Risk of Suicidal Ideation and Behavior Following Early‐Onset Idiopathic Restless Legs Syndrome Treatment

ABSTRACT Purpose To estimate incidence rates of suicidal ideation and behavior following treatment initiation with gabapentinoids or dopamine agonists (DAs) in patients with newly diagnosed early‐onset idiopathic restless legs syndrome (RLS) and to examine suicidal behavior risk, comparing between those receiving gabapentinoids and DAs. Methods A new user retrospective cohort study using MarketScan claims data from 2012 to 2019 was conducted. Exposures were monotherapy gabapentinoids or DAs initiated within 60 days of new RLS diagnosis.
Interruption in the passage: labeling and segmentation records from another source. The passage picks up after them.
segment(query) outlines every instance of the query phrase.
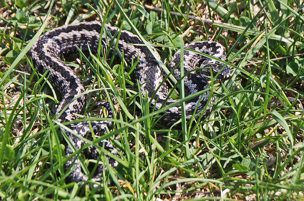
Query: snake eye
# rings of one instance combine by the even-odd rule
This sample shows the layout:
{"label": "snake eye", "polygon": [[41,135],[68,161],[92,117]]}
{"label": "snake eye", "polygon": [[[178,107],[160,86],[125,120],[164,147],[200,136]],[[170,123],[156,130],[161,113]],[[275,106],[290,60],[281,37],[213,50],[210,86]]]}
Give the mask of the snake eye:
{"label": "snake eye", "polygon": [[211,80],[211,71],[213,77],[218,74],[215,80],[223,81],[231,76],[228,65],[225,66],[224,64],[214,59],[206,59],[202,62],[200,68],[202,68],[200,70],[201,76],[209,81]]}

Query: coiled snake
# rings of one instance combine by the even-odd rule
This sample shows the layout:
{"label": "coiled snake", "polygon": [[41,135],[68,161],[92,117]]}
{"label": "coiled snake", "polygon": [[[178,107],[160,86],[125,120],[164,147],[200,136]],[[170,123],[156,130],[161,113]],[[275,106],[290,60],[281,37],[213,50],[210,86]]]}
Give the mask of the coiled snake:
{"label": "coiled snake", "polygon": [[[78,52],[76,46],[81,47],[83,51],[87,51],[88,46],[91,51],[97,53],[102,26],[101,23],[95,21],[61,27],[41,35],[31,49],[31,55],[38,72],[43,74],[48,71],[49,81],[57,89],[57,92],[62,97],[56,114],[59,114],[63,108],[69,104],[67,109],[58,118],[57,121],[60,122],[78,119],[79,117],[75,114],[82,114],[88,99],[87,96],[84,95],[74,100],[85,91],[85,87],[81,81],[62,61],[61,58],[64,55]],[[167,97],[168,87],[165,82],[162,83],[165,76],[161,67],[147,47],[142,45],[143,43],[139,38],[129,31],[119,30],[117,27],[107,25],[106,25],[106,26],[108,32],[112,36],[118,35],[117,34],[117,32],[120,32],[118,41],[116,41],[117,38],[114,38],[113,44],[115,44],[117,42],[117,49],[123,52],[123,58],[126,61],[131,63],[133,60],[136,61],[138,59],[139,62],[134,70],[134,74],[140,85],[142,94],[144,95],[147,94],[148,100],[151,101],[151,107],[156,110],[176,101],[176,100]],[[107,41],[111,41],[109,38],[107,38],[104,34],[102,34],[102,37],[101,39],[103,47],[109,49],[111,54],[115,52],[113,45],[109,47],[109,44],[107,43]],[[159,56],[156,50],[154,48],[152,48],[155,54]],[[223,61],[226,60],[224,48],[217,42],[197,42],[185,46],[184,48],[207,54]],[[171,62],[171,70],[179,65],[180,61],[180,50],[179,50],[174,55]],[[214,75],[218,74],[217,80],[223,80],[230,76],[228,66],[225,66],[221,62],[193,51],[184,51],[184,66],[185,74],[190,72],[184,78],[185,92],[188,95],[206,88],[208,85],[207,81],[210,78],[210,68],[212,70]],[[198,68],[203,68],[201,70],[200,75],[193,70]],[[177,68],[173,73],[174,75],[178,79],[180,79],[180,75],[179,68]],[[155,95],[153,96],[154,92]],[[207,91],[203,95],[186,102],[186,115],[193,115],[195,109],[196,113],[201,111],[206,106],[209,95],[209,91]],[[212,97],[211,103],[213,100]],[[98,103],[97,105],[105,107],[109,111],[108,117],[112,118],[112,110],[108,104],[102,101]],[[209,107],[206,109],[205,114],[209,112],[211,109],[211,107]],[[180,119],[181,114],[180,106],[171,107],[165,113],[161,114],[163,116],[161,121],[166,125],[171,124],[172,122]],[[107,127],[109,128],[112,125],[111,121],[107,120],[92,121],[90,121],[90,123],[92,130],[95,132],[104,132],[106,131]],[[82,137],[85,137],[91,132],[89,124],[87,122],[72,124],[69,126],[69,127],[74,132]],[[73,149],[69,146],[67,146],[66,157],[68,157],[73,153],[74,149],[80,149],[84,142],[67,131],[65,132],[68,136],[74,146]],[[89,135],[88,136],[89,137],[91,137]],[[102,145],[103,143],[105,144],[105,148],[114,154],[116,154],[117,151],[109,141],[104,140],[101,142],[100,144]],[[99,155],[98,151],[95,147],[90,147],[89,153],[91,157],[97,160]],[[117,166],[117,162],[109,157],[108,159],[112,166],[115,167]],[[92,179],[93,181],[100,181],[103,167],[101,165],[98,166],[97,174]],[[74,156],[72,157],[66,164],[65,167],[67,170],[72,170],[69,175],[71,181],[78,182],[88,179],[87,176],[81,171],[80,161],[77,157]]]}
Three varying outcome measures of suicidality were examined and incidence rates were calculated for each. A log‐binomial regression model the estimated relative risk (RR) of the outcomes with gabapentinoids. Propensity score weighting adjusted for baseline covariates, including age, substance use disorders, hyperlipidemia, antipsychotic use, hypnotic/sedative use, and mood stabilizer use, which were most imbalanced before weighting. Results The cohort included 6672 patients, with 4986 (74.7%) initiating a DA and 1686 (25.3%) initiating a gabapentinoid. Incidence rates for all outcome measures were higher in the gabapentinoid group (suicidality: 21.6 vs. 10.7 per 1000 person‐years; suicidality with self‐harm: 23.0 vs. 11.1 per 1000 person‐years; overdose‐ and suicide‐related events: 30.0 vs. 15.5 person‐years). Associated risk of suicidality (adjusted RR, 1.27 [95% CI, 0.86–1.88]); suicidality with self‐harm (adjusted RR, 1.30 [95% CI, 0.89–1.90]); or overdose‐ and suicide‐related events (adjusted RR, 1.30 [95% CI, 0.93–1.80]) was not significant with gabapentinoids. Conclusions Incidence rates for suicidal ideation and behavior were higher among the gabapentinoid group, although increased risk was not detected after adjustment. A possible signal cannot be ruled out given limitations of the data and rarity of the outcome.